Unsupervised Learning: Clustering

Learn how to group unlabeled data using K-Means, DBSCAN, and Hierarchical methods.

Python Basics Beginner 30 min

💡 Topic 1: Clustering (Unsupervised Learning)

**Clustering** is a core technique in **Unsupervised Learning**. This means the algorithm analyzes data **without any predefined labels** or correct answers (unlike regression or classification).

The algorithm's job is to automatically **find hidden structures or groups** in the data. It clusters data points that are "similar" to each other based on their features.

Real-World Analogy: Music Recommendations

The app groups users by similar listening habits (e.g., users who listen to fast, guitar-heavy songs vs. slow, orchestral songs). These groups are the **clusters** used for targeted recommendations.

Key Use Cases:

Customer Segmentation: Grouping customers by purchasing habits.
Anomaly Detection: Identifying data points that don't fit into any group (outliers).

🎯 Topic 2: K-Means Clustering (Centroid-Based)

**K-Means** is the most popular clustering algorithm. It aims to partition data into a **predefined number, K, of clusters**.

The algorithm works by iteratively finding the best position for **cluster centers (centroids)** through two steps: Assign (each point goes to the nearest center) and Update (the center moves to the average location of its assigned points).

⚠️ Critical Requirement: Data Scaling

K-Means measures distance. If features have vastly different scales (e.g., 'Age' 20-60 vs 'Salary' 50k-1M), the larger feature dominates. You must scale your data (e.g., with StandardScaler) before using K-Means.

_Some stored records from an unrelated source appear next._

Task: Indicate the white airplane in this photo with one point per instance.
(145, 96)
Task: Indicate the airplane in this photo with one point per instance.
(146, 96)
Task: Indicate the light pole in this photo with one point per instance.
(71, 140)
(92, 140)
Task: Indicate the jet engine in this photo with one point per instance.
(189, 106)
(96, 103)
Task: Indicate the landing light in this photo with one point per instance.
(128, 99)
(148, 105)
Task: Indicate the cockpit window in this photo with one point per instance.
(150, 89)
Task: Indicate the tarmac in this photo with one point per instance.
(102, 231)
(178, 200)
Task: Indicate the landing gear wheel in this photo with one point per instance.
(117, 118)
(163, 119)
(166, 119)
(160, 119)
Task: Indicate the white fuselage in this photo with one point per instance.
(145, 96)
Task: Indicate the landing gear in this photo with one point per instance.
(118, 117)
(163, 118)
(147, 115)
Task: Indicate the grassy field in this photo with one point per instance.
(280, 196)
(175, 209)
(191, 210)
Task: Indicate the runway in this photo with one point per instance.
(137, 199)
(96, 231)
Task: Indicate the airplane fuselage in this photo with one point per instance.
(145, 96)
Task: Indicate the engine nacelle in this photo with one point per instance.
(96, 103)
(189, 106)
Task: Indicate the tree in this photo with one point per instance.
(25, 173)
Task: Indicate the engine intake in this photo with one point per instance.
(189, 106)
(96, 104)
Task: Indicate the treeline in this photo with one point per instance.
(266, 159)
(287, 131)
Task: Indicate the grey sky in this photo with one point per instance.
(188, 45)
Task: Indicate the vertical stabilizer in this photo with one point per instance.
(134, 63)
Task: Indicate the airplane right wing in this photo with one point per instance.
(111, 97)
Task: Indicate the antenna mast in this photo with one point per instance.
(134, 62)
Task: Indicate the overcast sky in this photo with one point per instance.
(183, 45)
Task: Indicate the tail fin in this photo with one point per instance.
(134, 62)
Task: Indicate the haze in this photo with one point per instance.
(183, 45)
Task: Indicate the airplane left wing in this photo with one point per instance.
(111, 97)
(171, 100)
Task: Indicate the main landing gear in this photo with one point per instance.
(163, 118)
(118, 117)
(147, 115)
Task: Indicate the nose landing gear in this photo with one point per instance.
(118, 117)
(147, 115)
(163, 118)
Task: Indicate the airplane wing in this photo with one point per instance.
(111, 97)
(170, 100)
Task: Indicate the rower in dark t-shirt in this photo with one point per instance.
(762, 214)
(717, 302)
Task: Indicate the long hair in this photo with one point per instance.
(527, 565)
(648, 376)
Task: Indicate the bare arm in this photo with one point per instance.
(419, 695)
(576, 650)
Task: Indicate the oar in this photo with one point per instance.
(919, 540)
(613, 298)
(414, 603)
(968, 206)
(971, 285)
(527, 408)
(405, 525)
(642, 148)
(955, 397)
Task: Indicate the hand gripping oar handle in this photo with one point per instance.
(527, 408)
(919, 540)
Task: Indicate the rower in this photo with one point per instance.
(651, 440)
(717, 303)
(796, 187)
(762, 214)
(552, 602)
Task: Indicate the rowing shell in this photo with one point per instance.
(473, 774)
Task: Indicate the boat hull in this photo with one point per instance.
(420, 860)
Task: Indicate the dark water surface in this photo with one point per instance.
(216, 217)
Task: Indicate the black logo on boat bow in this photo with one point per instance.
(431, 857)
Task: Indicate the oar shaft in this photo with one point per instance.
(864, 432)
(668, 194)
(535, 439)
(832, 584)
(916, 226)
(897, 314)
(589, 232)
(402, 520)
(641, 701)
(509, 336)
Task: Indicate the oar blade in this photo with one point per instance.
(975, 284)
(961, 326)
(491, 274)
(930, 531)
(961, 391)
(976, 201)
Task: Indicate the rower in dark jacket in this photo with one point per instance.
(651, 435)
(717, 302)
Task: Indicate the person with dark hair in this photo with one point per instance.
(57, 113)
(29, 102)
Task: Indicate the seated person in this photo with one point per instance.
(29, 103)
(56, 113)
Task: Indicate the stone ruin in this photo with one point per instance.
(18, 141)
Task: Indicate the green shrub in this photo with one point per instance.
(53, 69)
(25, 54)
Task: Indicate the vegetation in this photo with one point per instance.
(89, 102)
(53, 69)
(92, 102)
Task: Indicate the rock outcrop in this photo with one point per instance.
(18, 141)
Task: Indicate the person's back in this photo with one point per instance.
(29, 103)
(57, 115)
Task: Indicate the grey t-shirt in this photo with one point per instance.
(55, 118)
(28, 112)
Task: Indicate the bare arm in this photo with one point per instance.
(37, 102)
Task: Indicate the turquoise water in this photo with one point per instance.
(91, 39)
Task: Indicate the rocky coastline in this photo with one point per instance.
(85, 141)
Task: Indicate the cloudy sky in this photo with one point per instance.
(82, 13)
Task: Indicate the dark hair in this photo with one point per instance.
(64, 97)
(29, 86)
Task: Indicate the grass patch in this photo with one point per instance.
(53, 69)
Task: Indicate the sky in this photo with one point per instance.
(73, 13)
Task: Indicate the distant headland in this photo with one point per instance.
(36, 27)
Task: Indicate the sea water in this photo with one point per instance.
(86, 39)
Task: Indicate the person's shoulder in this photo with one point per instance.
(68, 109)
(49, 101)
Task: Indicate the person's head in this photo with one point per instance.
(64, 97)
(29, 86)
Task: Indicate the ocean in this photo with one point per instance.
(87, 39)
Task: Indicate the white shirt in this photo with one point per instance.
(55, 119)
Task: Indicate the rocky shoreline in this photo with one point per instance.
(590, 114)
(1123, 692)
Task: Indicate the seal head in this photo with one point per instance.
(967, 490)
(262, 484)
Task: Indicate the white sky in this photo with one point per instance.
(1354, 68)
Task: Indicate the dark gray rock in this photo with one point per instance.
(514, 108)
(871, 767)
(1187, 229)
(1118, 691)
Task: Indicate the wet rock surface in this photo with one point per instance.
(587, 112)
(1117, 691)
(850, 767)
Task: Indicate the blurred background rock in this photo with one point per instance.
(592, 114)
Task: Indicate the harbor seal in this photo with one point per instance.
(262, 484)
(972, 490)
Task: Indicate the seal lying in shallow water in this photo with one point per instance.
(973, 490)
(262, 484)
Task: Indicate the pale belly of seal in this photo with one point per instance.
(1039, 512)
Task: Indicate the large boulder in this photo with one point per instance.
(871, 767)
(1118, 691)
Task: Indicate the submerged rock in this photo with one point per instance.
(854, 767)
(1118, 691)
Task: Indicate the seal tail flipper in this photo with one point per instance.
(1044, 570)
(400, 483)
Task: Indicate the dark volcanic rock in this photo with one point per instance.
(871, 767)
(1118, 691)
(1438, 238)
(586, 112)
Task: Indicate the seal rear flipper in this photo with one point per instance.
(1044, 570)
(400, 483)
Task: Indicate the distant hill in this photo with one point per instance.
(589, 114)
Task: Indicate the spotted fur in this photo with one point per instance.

💻 Example: K-Means Implementation

from sklearn.cluster import KMeans
from sklearn.preprocessing import StandardScaler

scaler = StandardScaler()
X_scaled = scaler.fit_transform(X)

model = KMeans(n_clusters=3, random_state=42)
model.fit(X_scaled)
labels = model.labels_

🦴 Topic 3: The Elbow Method (Choosing K)

The major weakness of K-Means is that you have to choose **K** beforehand. The **Elbow Method** is a technique to visually determine the optimal number of clusters.

We measure **Inertia** (or WCSS - Within-Cluster Sum of Squares), which is the sum of squared distances from every point to its closest centroid.

We plot K vs Inertia. The ideal K value is the point where the rate of decrease in inertia slows down significantly (the **diminishing returns**).

🌳 Topic 4: Hierarchical Clustering (Dendrograms)

This method does not require a predefined K. Instead, it builds a **tree structure** of clusters called a **Dendrogram**, showing the merging process of every data point.

Agglomerative (Bottom-Up):

The most common type starts with every data point as its own cluster and then progressively merges the two **closest** clusters until only one giant cluster remains (like building a family tree from the bottom up).

💻 Example: Implementing Agglomerative Clustering

from sklearn.cluster import AgglomerativeClustering

agg_model = AgglomerativeClustering(n_clusters=5)
labels = agg_model.fit_predict(X_scaled)

🌌 Topic 5: DBSCAN (Density-Based)

**DBSCAN** is powerful because it finds clusters of **arbitrary shapes** (moons, spirals), unlike K-Means which is limited to spherical clusters. It groups points based on density.

Key Parameters:

eps: The radius of the neighborhood to check for density.
min_samples: The minimum number of points required within the eps radius to form a dense region (a cluster core).

DBSCAN automatically flags points that don't belong to any dense region as **Noise** (outliers), labeled as **-1**.

📚 Module Summary

K-Means: Fast, scalable. Requires predefined K. Assumes spherical clusters. Requires scaling.
Hierarchical: Creates a Dendrogram. No predefined K. Slow for large data.
DBSCAN: Finds arbitrary shapes. Automatically flags outliers (-1). Sensitive to density variations.

🤔 Interview Q&A

Tap on the questions below to reveal the answers.

The major weakness is that it requires the number of clusters (K) to be specified beforehand, and it performs poorly on clusters that are **non-spherical** or have **varying densities**.

K-Means measures distance (Euclidean distance). If features are on different scales (e.g., Age 20-60 vs Income 50k-1M), the larger feature will disproportionately influence the distance calculation, leading to inaccurate clusters.

DBSCAN automatically handles outliers by labeling them with **-1**. These points are considered "noise" because they do not belong to any dense region.

You plot K vs. **Inertia** (WCSS). The optimal K is the point on the graph where the line suddenly stops bending sharply and starts to flatten out. This represents the point of **diminishing returns**.